Dans ce contexte, et dans une perspective d’amélioration de la situation des médecins de l’éducation nationale, diverses mesures ont été prises afin de renforcer l’attractivité du corps des médecins de l’éducation nationale et de résorber le déficit de médecins scolaires depuis 2015, à savoir :
– la revalorisation du régime indemnitaire des médecins de l’éducation nationale dans le cadre du passage au RIFSEEP au 1er décembre 2015 ;
– le relèvement de la rémunération minimum des médecins contractuels en primo-recrutement à l’indice 582, soit un gain supplémentaire de 4 836 € bruts annuels ;
– l’indemnisation des médecins « tuteurs » accueillant des internes en stage, dès 2016, à hauteur de 600 € par stagiaire et par an.
Les académies sont en effet incitées à accueillir davantage d’internes en médecine en stage afin de les sensibiliser aux enjeux d’une carrière en milieu scolaire. Par ailleurs, dans le cadre de la mise en œuvre du PPCR, des mesures statutaires et indiciaires prenant effet à partir du 1er septembre 2017 ont nettement revalorisé la carrière des médecins de l’éducation nationale, à savoir : –
la création au 1er septembre 2017 d’un 3ème grade (hors classe) culminant à la hors échelle B, afin de rapprocher la grille indiciaire du corps des médecins de l’éducation nationale de celle du cadre d’emplois des médecins territoriaux (MT) et d’ouvrir de nouvelles perspectives de carrière aux membres de ce corps ;
– l’amélioration du taux de promotion à la 1ère classe des médecins qui a été porté de 13 % à 16 %, 19 % et 21 % respectivement pour les années 2018, 2019 et 2020 ;
– la fixation d’un taux de promotion à la nouvelle hors classe tenant compte de l’importance du nombre de promouvables (16,5 % pour les années 2017 à 2020) ;
– la revalorisation de l’indemnité « Réseau d’éducation prioritaire renforcé » (REP+) à compter de la rentrée scolaire 2018 pour les médecins de l’éducation nationale affectés dans les écoles ou établissements relevant d’un REP+ ou exerçant dans au moins un de ces établissements.
Cette revalorisation s’élève à 1 000 € nets annuels.
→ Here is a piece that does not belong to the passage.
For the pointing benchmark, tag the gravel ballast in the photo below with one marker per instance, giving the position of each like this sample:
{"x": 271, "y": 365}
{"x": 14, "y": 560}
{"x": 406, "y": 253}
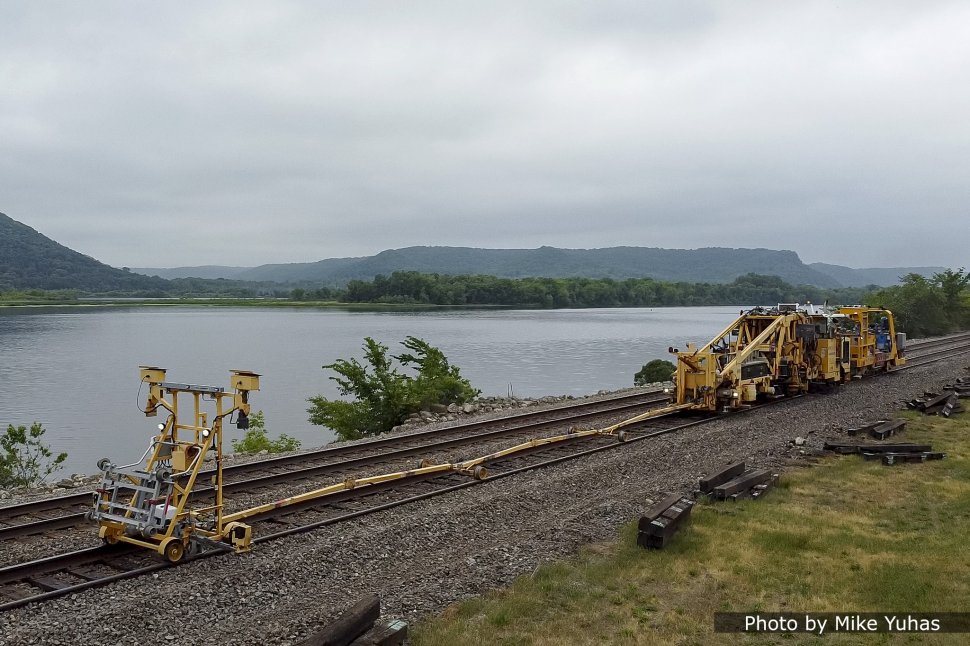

Enfin, au plan national, la diffusion d’informations relatives au métier de médecin de l’éducation nationale auprès des étudiants et des internes en médecine a été accentuée afin de susciter des vocations parmi ces publics. Au niveau national, 1 506 emplois ont été notifiés aux académies. Celles-ci mettent tout en oeuvre pour pourvoir, dans les meilleures conditions possibles, les postes vacants qui sont d’un peu plus de 500.
S’agissant des données relatives aux académies de Créteil et d’Orléans-Tours, elles bénéficient respectivement de 100 et 48 emplois de médecine scolaire. Si le taux de vacance de ces emplois est en effet conséquent, ces deux académies, à l’appui des mesures nationales et de leurs propres dispositifs, mettent tout en oeuvre pour rendre attractifs ces emplois, en particulier dans les départements de Seine-Saint-Denis et du Loiret.